Ce­nâb-ı Hak, yap­tı­ğı­mız amel­le­rin sâ­lih ol­ma­sı­nı ar­zu buyurduğu ka­dar, on­la­rı ne de­re­ce­de tak­vâ öl­çü­le­ri­ne ri­âyetle yap­tı­ğı­mı­za da na­zar eder. Bu ba­kım­dan mad­dî ola­rak fa­kir, fa­kat gön­lü zen­gin bir kim­se, yarım hurma ile dahî cenneti ka­zanabilirken; mad­dî ola­rak zen­gin, fa­kat kalbi fakir, yani gâfil olan da, bütün servetini sarf etse bile yine de hüsrâna düşebilmektedir. Bu demektir ki, yapılan ibadetlerin Hak katında kabûlü, gönüldeki ihlâs ve iştiyâkın coş­kun­lu­ğu­na bağ­lı­dır. Zâ­hi­ren mu­az­zam gö­rü­nen ni­ce amel-i sâ­lih­ler, cü­ce bir gön­lün için­de yok ka­dar kü­çü­lür­ken; zâ­hi­ren ba­sit ve kü­çük sanılan nice amel-i sâ­lih­ler ise, yüce bir gön­lün ihlâs ve takvâ ik­lî­min­de ec­ri yer­le­re ve gök­le­re sığ­ma­yan ul­vî bir ka­zanç ve ebe­dî bir kâ­ra vesîle olmaktadır.

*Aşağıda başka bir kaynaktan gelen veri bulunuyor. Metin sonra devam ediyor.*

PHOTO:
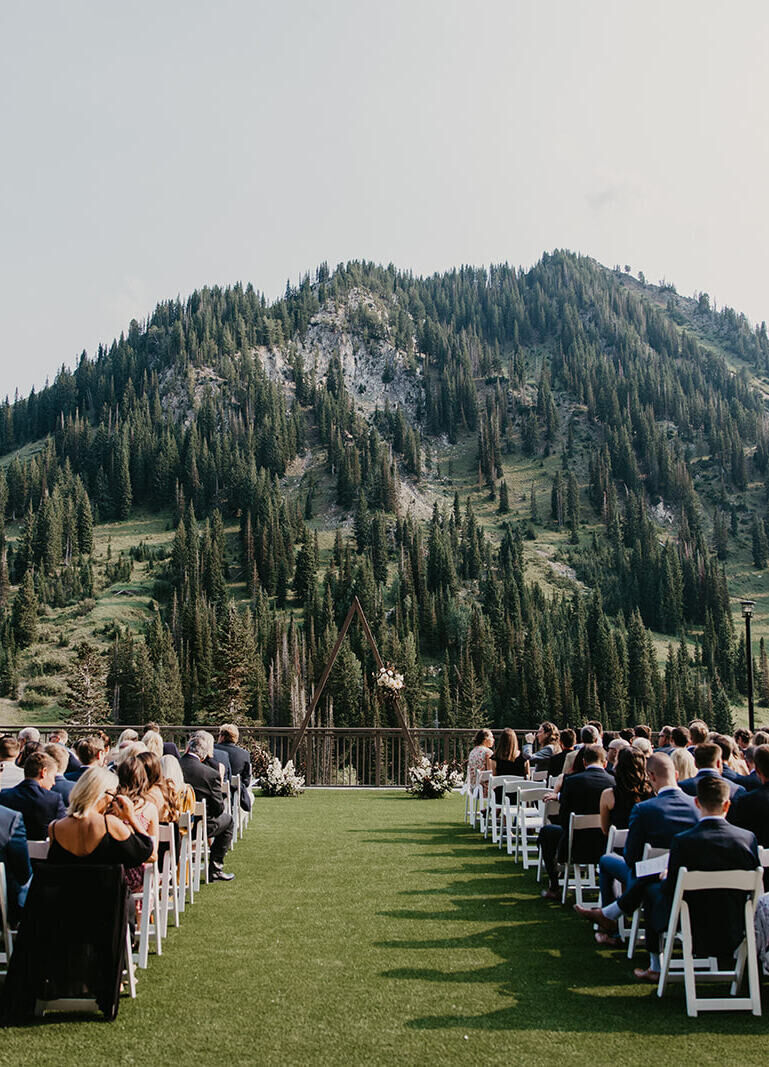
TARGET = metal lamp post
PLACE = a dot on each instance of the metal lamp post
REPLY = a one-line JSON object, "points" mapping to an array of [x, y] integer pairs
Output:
{"points": [[747, 612]]}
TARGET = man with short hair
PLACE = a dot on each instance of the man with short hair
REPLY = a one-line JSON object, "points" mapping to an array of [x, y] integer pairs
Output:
{"points": [[708, 762], [61, 758], [11, 774], [713, 844], [33, 796], [207, 784], [580, 794], [654, 822], [91, 752], [240, 761]]}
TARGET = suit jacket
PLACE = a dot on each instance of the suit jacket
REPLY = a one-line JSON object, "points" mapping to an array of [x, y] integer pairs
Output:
{"points": [[581, 794], [63, 787], [717, 916], [240, 764], [38, 807], [689, 784], [14, 855], [751, 812], [206, 783], [655, 822]]}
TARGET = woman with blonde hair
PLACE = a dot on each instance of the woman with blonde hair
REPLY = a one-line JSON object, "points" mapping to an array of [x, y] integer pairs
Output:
{"points": [[99, 827]]}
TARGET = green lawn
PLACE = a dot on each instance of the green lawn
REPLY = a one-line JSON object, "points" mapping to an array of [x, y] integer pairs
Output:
{"points": [[373, 928]]}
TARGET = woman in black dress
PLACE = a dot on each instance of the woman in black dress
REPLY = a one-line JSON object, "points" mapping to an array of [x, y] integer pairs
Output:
{"points": [[507, 759]]}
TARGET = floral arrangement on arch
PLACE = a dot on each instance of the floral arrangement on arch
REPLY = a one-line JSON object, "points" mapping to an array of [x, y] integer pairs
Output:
{"points": [[388, 681], [282, 781], [430, 781]]}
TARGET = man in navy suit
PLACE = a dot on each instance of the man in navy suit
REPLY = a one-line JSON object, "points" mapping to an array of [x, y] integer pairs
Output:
{"points": [[714, 844], [708, 762], [654, 823], [15, 855], [33, 796], [579, 794]]}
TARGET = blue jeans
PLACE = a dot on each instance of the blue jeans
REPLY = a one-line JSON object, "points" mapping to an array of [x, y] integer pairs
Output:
{"points": [[612, 866]]}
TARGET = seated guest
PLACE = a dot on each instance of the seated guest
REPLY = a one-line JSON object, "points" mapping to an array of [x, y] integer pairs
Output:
{"points": [[567, 739], [33, 796], [169, 747], [546, 738], [91, 752], [708, 762], [654, 822], [684, 763], [751, 810], [99, 827], [507, 760], [207, 784], [183, 794], [713, 844], [239, 760], [681, 737], [480, 755], [581, 795], [132, 783], [11, 774], [699, 731], [60, 736], [665, 742], [15, 855], [61, 758]]}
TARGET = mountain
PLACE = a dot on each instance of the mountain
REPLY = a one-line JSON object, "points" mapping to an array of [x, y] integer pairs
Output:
{"points": [[542, 486]]}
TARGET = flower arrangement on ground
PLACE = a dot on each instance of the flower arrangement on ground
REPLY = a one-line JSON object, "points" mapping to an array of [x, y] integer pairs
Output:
{"points": [[388, 681], [432, 780], [282, 781]]}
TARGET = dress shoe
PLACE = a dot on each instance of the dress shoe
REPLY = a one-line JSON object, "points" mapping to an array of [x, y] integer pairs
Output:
{"points": [[597, 917]]}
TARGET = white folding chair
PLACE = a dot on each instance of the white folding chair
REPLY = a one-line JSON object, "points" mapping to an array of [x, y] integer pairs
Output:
{"points": [[579, 881], [4, 924], [548, 808], [528, 821], [186, 881], [236, 809], [199, 845], [149, 923], [690, 969], [169, 879], [637, 938]]}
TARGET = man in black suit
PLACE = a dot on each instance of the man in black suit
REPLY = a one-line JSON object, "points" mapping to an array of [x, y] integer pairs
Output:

EDEP İLE YAPILAN HİZMETİN FARKI

O hâl­de en mü­him hu­sus; öz­dür, kal­bin du­yuş­la­rı­dır. Yani ibadet­te gön­lün ri­âyet et­ti­ği edep ve öl­çü­ler­dir ki, bu ha­kî­kat, hiz­met­te da­ha da ehem­mi­yet ka­za­nır. Nitekim Kur’ân-ı Kerîm’de Haz­ret-i Pey­gam­ber r’e, ih­lâs ve tak­vâ ile ku­ru­lan Ku­ba Mes­ci­di’nde na­maz kıl­ma­sı, buna mukâbil mü­nâ­fık­la­rın ni­fak ve fit­ne te­mel­le­ri üze­ri­ne kur­du­ğu Mes­cid-i Dı­rar’ı da yıkması em­re­dil­miş­tir. Dış­tan ba­kın­ca bun­la­rın her iki­si de mes­cid­dir, an­cak iç­ten ba­kın­ca ara­la­rın­da do­ğu ile ba­tı, cen­net ile ce­hen­nem ka­dar fark var­dır.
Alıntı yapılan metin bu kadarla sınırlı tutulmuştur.